The UK government has confirmed the expansion of a GP scheme to shift care from hospital to community.
The Advice and Guidance scheme sees GPs working more closely with hospital specialists to access expert advice quickly and speed their patients through the system, so they get care in the right place as soon as possible.
This means patients are being directed to more appropriate care – such as being prescribed medication, accessing blood tests or scans through their GP, or receiving care in a local women’s health hub or community physio service – rather than being put on long NHS waiting lists.
While the Royal College of Physicians has welcomed the expansion of the scheme, Beccy Baird, a senior fellow the King’s Fund, said the approach could have some “unintended consequences affecting both patients and GPs.”
Here’s what you had to say.
Charlotte Harpin, Partner in the health and life sciences team at UK and Ireland law firm Browne Jacobson:
Expansion of the Advice and Guidance scheme will contribute to a more streamlined patient experience, with integrated primary and secondary care delivered in the community via the GP.
In turn, this should lead to reduced waiting times and unnecessary hospital visits, while enhancing integrated, multi-disciplinary working between primary and secondary care providers.
However, success will depend on clear communication between these providers, ideally supported by integrated records – perhaps held on an individual’s GP record – to ensure all treatment, decision-making and clinical advice is incorporated in one place.
Clarification is needed on how this way of working interacts with patient choice.
For instance, if the ‘advice and guidance’ would previously have resulted in a qualifying referral, patients may wish to know whether they still have a choice as to who their GP seeks advice and guidance from.”
Dr Todd Green, GP Lead at Livi:
While GPs have had access to Advice and Guidance (A&G) schemes for years, this incentivised expansion will increase administrative workloads for primary and secondary care.
A portion of clinical workload will get pushed from secondary care (prevented referrals) to primary care (implementing clinical advice received), consistent with current government priorities for the NHS.
Health technology companies are positioned to support primary care to utilise the scheme through, for example, facilitating submission, receipt and processing of A&G referrals and outcomes.
For patients, delayed responses to A&Gs due to increased volume and demands on finite pools of specialists and GPs to process them may cause frustration.
More direct and convenient communication with patients, as provided to several NHS partners by Livi’s leading digital consultation infrastructure, will reduce the burden on GP practices and more efficiently convert advice into progression of patient care.
Dr Sonia Szamocki is a former NHS doctor and CEO of British collaborative healthcare startup 32Co:
Sharing expert knowledge across the NHS is essential to helping it do more with less.
The culture of sharing advice and guidance within healthcare is strong at hospital-level, but when you go down the pyramid to general practitioner-level, the support network and direct line to specialist help is just not there.

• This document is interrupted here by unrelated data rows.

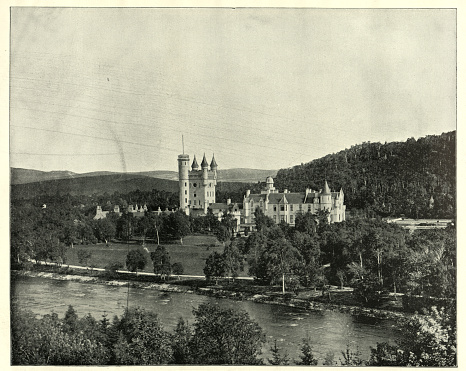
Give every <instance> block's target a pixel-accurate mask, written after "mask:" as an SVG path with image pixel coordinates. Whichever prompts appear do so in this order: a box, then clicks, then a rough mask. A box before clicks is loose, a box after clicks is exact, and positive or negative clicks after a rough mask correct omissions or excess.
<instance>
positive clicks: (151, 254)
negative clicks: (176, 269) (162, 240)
mask: <svg viewBox="0 0 466 371" xmlns="http://www.w3.org/2000/svg"><path fill="white" fill-rule="evenodd" d="M150 258H151V260H152V263H153V264H154V273H155V274H158V275H160V277H165V278H166V277H167V276H169V275H170V273H171V270H172V266H171V264H170V254H169V253H168V251H167V249H166V248H165V246H162V245H159V246H157V248H156V249H155V251H153V252H151V253H150Z"/></svg>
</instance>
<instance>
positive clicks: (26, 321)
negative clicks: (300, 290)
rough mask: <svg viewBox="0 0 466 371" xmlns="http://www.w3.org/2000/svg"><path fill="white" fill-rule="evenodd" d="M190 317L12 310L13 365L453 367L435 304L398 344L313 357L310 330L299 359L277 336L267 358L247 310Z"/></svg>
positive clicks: (336, 352)
mask: <svg viewBox="0 0 466 371" xmlns="http://www.w3.org/2000/svg"><path fill="white" fill-rule="evenodd" d="M193 314H194V317H195V321H194V323H193V324H189V323H187V322H186V321H185V320H184V319H183V318H180V319H179V321H178V323H177V325H176V328H175V329H174V331H167V330H166V329H165V328H164V326H163V323H162V322H161V321H160V319H159V318H158V317H157V314H155V313H153V312H150V311H146V310H143V309H140V308H132V309H126V310H125V311H124V313H123V315H122V316H121V317H118V316H115V317H114V318H113V320H112V321H110V319H109V318H107V316H106V315H104V316H103V317H102V319H100V320H97V319H95V318H94V317H93V316H92V315H90V314H88V315H85V316H83V317H79V316H78V313H76V311H75V310H74V308H73V307H72V306H69V307H68V310H67V311H66V313H65V315H64V318H62V319H60V318H59V317H58V315H57V313H52V314H48V315H45V316H43V317H42V318H37V317H36V316H35V315H34V314H33V313H31V312H28V311H23V310H14V311H13V312H12V324H11V331H12V358H11V360H12V364H13V365H75V366H77V365H101V366H103V365H174V364H178V365H266V364H270V365H283V366H286V365H291V364H296V365H302V366H305V365H309V366H315V365H325V366H337V365H341V366H363V365H367V366H427V367H439V366H441V367H445V366H455V365H456V325H455V322H454V318H455V314H454V313H452V312H445V311H443V310H437V309H434V310H432V311H430V312H428V313H426V314H425V315H415V316H413V317H411V318H409V319H404V320H402V321H400V322H399V323H398V324H397V326H398V327H399V331H400V332H401V334H402V336H401V337H400V340H399V341H398V342H397V343H396V344H387V343H377V344H374V347H373V348H371V356H370V358H369V359H363V358H362V357H361V354H360V352H359V351H358V350H357V349H350V348H349V347H348V348H347V349H346V350H345V351H340V350H336V351H328V352H327V354H326V355H325V358H324V359H319V358H318V357H316V356H315V350H316V349H313V347H312V346H311V337H312V334H309V335H308V336H307V337H306V338H304V339H302V345H301V348H300V350H301V353H300V356H299V358H298V359H291V358H290V357H289V355H288V354H287V352H286V351H283V350H282V349H280V347H279V346H278V345H277V341H276V340H275V342H274V343H273V344H274V345H273V346H272V347H271V348H270V354H271V357H270V358H265V357H263V356H262V350H263V347H264V346H265V343H266V334H265V333H264V331H263V330H262V328H261V327H260V326H259V325H258V324H257V322H255V321H254V320H253V319H251V318H250V317H249V315H248V313H247V312H244V311H241V310H234V309H222V308H220V307H219V306H218V305H213V304H201V305H200V306H199V307H198V308H195V309H194V310H193Z"/></svg>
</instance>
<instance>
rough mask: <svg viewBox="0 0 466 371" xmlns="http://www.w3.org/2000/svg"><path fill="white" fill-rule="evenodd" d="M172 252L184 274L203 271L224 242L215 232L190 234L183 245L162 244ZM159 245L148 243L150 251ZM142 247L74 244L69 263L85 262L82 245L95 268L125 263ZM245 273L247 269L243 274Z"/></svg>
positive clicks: (148, 265)
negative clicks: (203, 233)
mask: <svg viewBox="0 0 466 371" xmlns="http://www.w3.org/2000/svg"><path fill="white" fill-rule="evenodd" d="M163 245H164V246H165V247H166V249H167V251H168V253H169V254H170V261H171V263H172V264H173V263H176V262H181V264H183V267H184V274H190V275H204V271H203V269H204V265H205V260H206V259H207V257H208V256H209V255H210V254H211V253H212V252H214V251H217V252H219V253H222V252H223V245H222V244H221V243H219V242H218V241H217V239H216V238H215V237H214V236H203V235H200V236H198V235H194V236H187V237H185V238H184V239H183V245H181V244H180V243H179V242H177V243H175V244H163ZM156 247H157V245H156V244H154V243H152V242H151V243H148V244H146V248H147V249H148V250H149V252H151V251H154V250H155V249H156ZM137 248H141V246H140V245H139V244H138V243H134V242H133V243H130V244H126V243H118V242H111V243H109V245H108V246H106V245H105V244H103V243H101V244H96V245H75V247H74V248H73V249H68V252H67V260H66V263H67V264H71V265H82V264H80V263H79V260H78V256H77V251H78V250H79V249H89V250H90V251H91V252H92V256H91V258H90V260H89V263H88V264H89V265H93V266H94V267H96V268H105V267H106V266H107V265H108V264H109V263H111V262H115V261H117V262H121V263H122V264H123V266H124V265H125V261H126V255H127V254H128V251H129V250H130V249H137ZM144 271H145V272H153V265H152V261H151V259H150V255H149V253H148V254H147V264H146V267H145V269H144ZM240 275H244V273H242V274H240Z"/></svg>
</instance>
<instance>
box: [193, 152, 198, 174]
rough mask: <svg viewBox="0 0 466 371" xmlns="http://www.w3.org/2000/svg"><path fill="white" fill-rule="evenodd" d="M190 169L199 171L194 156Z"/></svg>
mask: <svg viewBox="0 0 466 371" xmlns="http://www.w3.org/2000/svg"><path fill="white" fill-rule="evenodd" d="M191 169H192V170H193V171H195V170H197V169H199V165H198V164H197V160H196V155H194V160H193V164H192V165H191Z"/></svg>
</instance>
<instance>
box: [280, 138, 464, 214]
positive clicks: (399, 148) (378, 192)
mask: <svg viewBox="0 0 466 371" xmlns="http://www.w3.org/2000/svg"><path fill="white" fill-rule="evenodd" d="M325 180H327V181H328V183H329V186H330V188H331V189H332V190H334V191H339V190H340V189H341V188H343V191H344V193H345V204H346V208H347V209H348V210H350V212H351V213H357V212H359V213H361V214H362V215H365V216H371V217H373V216H382V217H384V216H401V215H405V216H407V217H411V218H455V215H456V131H452V132H449V133H443V134H441V135H430V136H426V137H422V138H419V139H417V140H416V139H414V138H410V139H408V140H407V141H406V142H390V143H384V144H381V143H370V142H365V143H362V144H359V145H355V146H352V147H351V148H349V149H345V150H343V151H340V152H338V153H334V154H329V155H327V156H325V157H322V158H319V159H316V160H313V161H311V162H308V163H306V164H301V165H297V166H294V167H292V168H289V169H281V170H279V171H278V173H277V177H276V179H275V186H276V187H277V188H278V189H281V190H283V189H284V188H287V189H288V190H290V191H292V192H302V191H303V190H304V189H306V187H310V188H312V189H317V190H318V189H321V188H322V187H323V184H324V181H325Z"/></svg>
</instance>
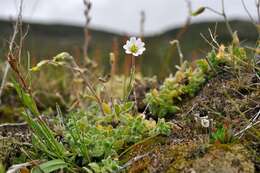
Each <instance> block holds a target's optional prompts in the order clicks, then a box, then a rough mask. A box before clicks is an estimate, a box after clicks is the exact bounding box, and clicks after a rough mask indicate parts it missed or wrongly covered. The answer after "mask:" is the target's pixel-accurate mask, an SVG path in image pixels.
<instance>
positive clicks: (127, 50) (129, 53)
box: [123, 37, 145, 56]
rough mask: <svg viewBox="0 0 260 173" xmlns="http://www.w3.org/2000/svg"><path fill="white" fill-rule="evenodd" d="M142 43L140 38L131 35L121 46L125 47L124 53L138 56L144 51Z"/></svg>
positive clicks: (124, 48)
mask: <svg viewBox="0 0 260 173" xmlns="http://www.w3.org/2000/svg"><path fill="white" fill-rule="evenodd" d="M144 45H145V44H144V42H142V40H141V38H138V39H136V37H131V38H130V40H127V42H126V44H125V45H124V46H123V48H124V49H125V53H127V54H132V55H134V56H139V55H142V54H143V52H144V51H145V47H144Z"/></svg>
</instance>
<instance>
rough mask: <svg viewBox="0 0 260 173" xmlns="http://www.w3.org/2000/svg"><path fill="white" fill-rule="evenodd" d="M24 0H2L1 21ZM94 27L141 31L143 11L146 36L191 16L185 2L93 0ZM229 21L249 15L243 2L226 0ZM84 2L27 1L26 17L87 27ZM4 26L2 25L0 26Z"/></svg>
mask: <svg viewBox="0 0 260 173" xmlns="http://www.w3.org/2000/svg"><path fill="white" fill-rule="evenodd" d="M19 1H20V0H0V18H2V19H3V18H4V19H9V18H10V17H15V16H16V15H17V11H18V6H19ZM245 1H246V3H247V5H248V9H249V11H250V12H252V15H254V16H256V9H255V5H254V3H255V1H256V0H245ZM191 2H192V8H193V9H197V8H198V7H200V6H209V7H211V8H214V9H216V10H220V9H221V0H191ZM92 3H93V8H92V10H91V17H92V21H91V27H93V28H98V29H101V30H109V31H115V32H121V33H129V34H134V33H138V32H139V23H140V22H139V21H140V11H142V10H143V11H145V13H146V23H145V33H146V34H154V33H160V32H163V31H164V30H167V29H169V28H173V27H177V26H180V25H182V24H183V23H184V22H185V19H186V17H187V15H188V9H187V5H186V3H185V0H92ZM225 5H226V12H227V15H228V16H229V18H230V19H231V18H244V19H247V15H246V13H245V11H244V9H243V6H242V4H241V1H240V0H225ZM83 11H84V6H83V1H82V0H24V10H23V18H24V19H25V20H27V21H34V22H37V23H54V24H57V23H58V24H72V25H79V26H83V24H84V15H83ZM215 18H217V19H220V18H219V17H217V16H216V15H215V14H213V13H211V12H205V13H204V14H203V15H201V16H198V17H196V18H193V22H197V21H203V20H210V19H215ZM0 27H1V26H0Z"/></svg>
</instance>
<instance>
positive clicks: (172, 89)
mask: <svg viewBox="0 0 260 173" xmlns="http://www.w3.org/2000/svg"><path fill="white" fill-rule="evenodd" d="M177 68H178V71H177V72H176V74H175V76H172V75H170V77H168V78H166V79H165V81H164V83H163V85H162V86H161V87H160V88H159V91H158V90H157V89H153V90H152V91H151V92H149V93H148V94H146V98H145V100H144V101H145V103H146V104H148V105H149V110H150V111H151V113H152V114H153V115H155V116H158V117H165V116H167V115H170V114H174V113H176V112H178V111H179V110H180V108H179V107H178V103H179V102H180V101H182V99H183V98H184V97H187V96H188V97H193V96H194V95H195V94H196V93H197V92H198V90H199V89H200V88H201V86H202V85H203V84H204V83H205V82H206V80H207V76H206V74H207V72H208V69H209V67H208V64H207V62H206V61H205V60H198V61H197V67H196V68H192V67H191V66H190V65H189V64H188V63H187V62H184V63H183V64H182V66H181V67H177Z"/></svg>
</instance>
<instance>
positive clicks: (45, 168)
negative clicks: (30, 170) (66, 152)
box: [32, 159, 67, 173]
mask: <svg viewBox="0 0 260 173" xmlns="http://www.w3.org/2000/svg"><path fill="white" fill-rule="evenodd" d="M66 167H67V164H66V163H65V162H64V161H63V160H59V159H57V160H51V161H48V162H45V163H42V164H41V165H39V166H38V168H39V169H37V168H36V169H33V170H32V173H40V171H42V172H43V173H50V172H53V171H57V170H60V169H63V168H66Z"/></svg>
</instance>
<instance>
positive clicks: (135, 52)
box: [130, 44, 138, 53]
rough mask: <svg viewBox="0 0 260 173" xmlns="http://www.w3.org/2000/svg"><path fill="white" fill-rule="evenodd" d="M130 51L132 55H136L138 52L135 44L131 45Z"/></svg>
mask: <svg viewBox="0 0 260 173" xmlns="http://www.w3.org/2000/svg"><path fill="white" fill-rule="evenodd" d="M130 50H131V52H132V53H136V52H137V51H138V47H137V46H136V45H135V44H133V45H132V46H131V49H130Z"/></svg>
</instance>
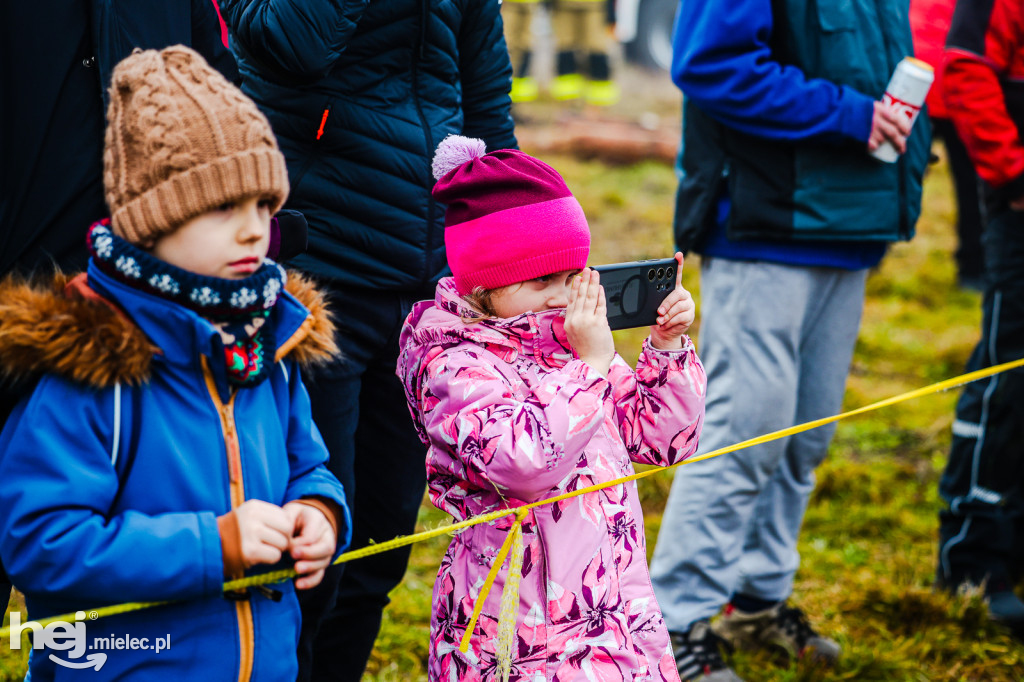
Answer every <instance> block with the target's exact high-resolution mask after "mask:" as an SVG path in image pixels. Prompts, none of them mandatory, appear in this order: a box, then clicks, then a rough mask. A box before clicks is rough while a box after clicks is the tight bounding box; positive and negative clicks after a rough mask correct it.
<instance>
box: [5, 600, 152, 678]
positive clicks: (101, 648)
mask: <svg viewBox="0 0 1024 682" xmlns="http://www.w3.org/2000/svg"><path fill="white" fill-rule="evenodd" d="M86 619H88V620H90V621H95V620H96V612H95V611H90V612H89V613H88V614H86V612H85V611H78V612H77V613H75V622H74V623H68V622H67V621H54V622H52V623H49V624H47V625H46V626H43V625H41V624H39V623H36V622H35V621H29V622H28V623H26V624H25V625H23V624H22V614H20V613H19V612H18V611H11V614H10V648H11V649H12V650H13V649H20V648H22V636H23V635H24V634H25V633H27V632H31V633H32V648H33V649H36V650H37V651H41V650H43V649H48V650H50V651H61V652H65V653H62V655H63V656H65V657H63V658H61V657H59V656H58V655H56V654H54V653H50V654H49V656H48V657H49V659H50V660H52V662H53V663H55V664H57V665H58V666H63V667H65V668H80V669H85V668H93V669H95V670H97V671H98V670H99V669H100V668H102V667H103V664H105V663H106V653H104V651H139V650H142V651H155V652H156V653H160V652H161V651H166V650H167V649H170V648H171V635H170V633H168V634H167V635H165V636H164V637H154V638H152V639H151V638H150V637H131V636H130V635H124V636H118V635H111V636H109V637H93V638H92V641H91V643H90V641H89V639H88V637H87V635H86V633H85V621H86ZM86 651H90V653H88V654H87V655H85V658H82V656H83V654H85V653H86ZM80 658H81V659H80Z"/></svg>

Our GPs do a phenomenal job at helping patients with a whole host of medical problems, but there is a point at which they are no longer best fit to diagnose and treat these issues on their own.
Collaborative healthcare is not a new concept.
But a support network that allows GPs to communicate directly with a specialist, even for sake of mind, will no doubt drastically improve GP confidence and hopefully reduce hospital referrals, as the practitioner will feel more empowered in their decision making.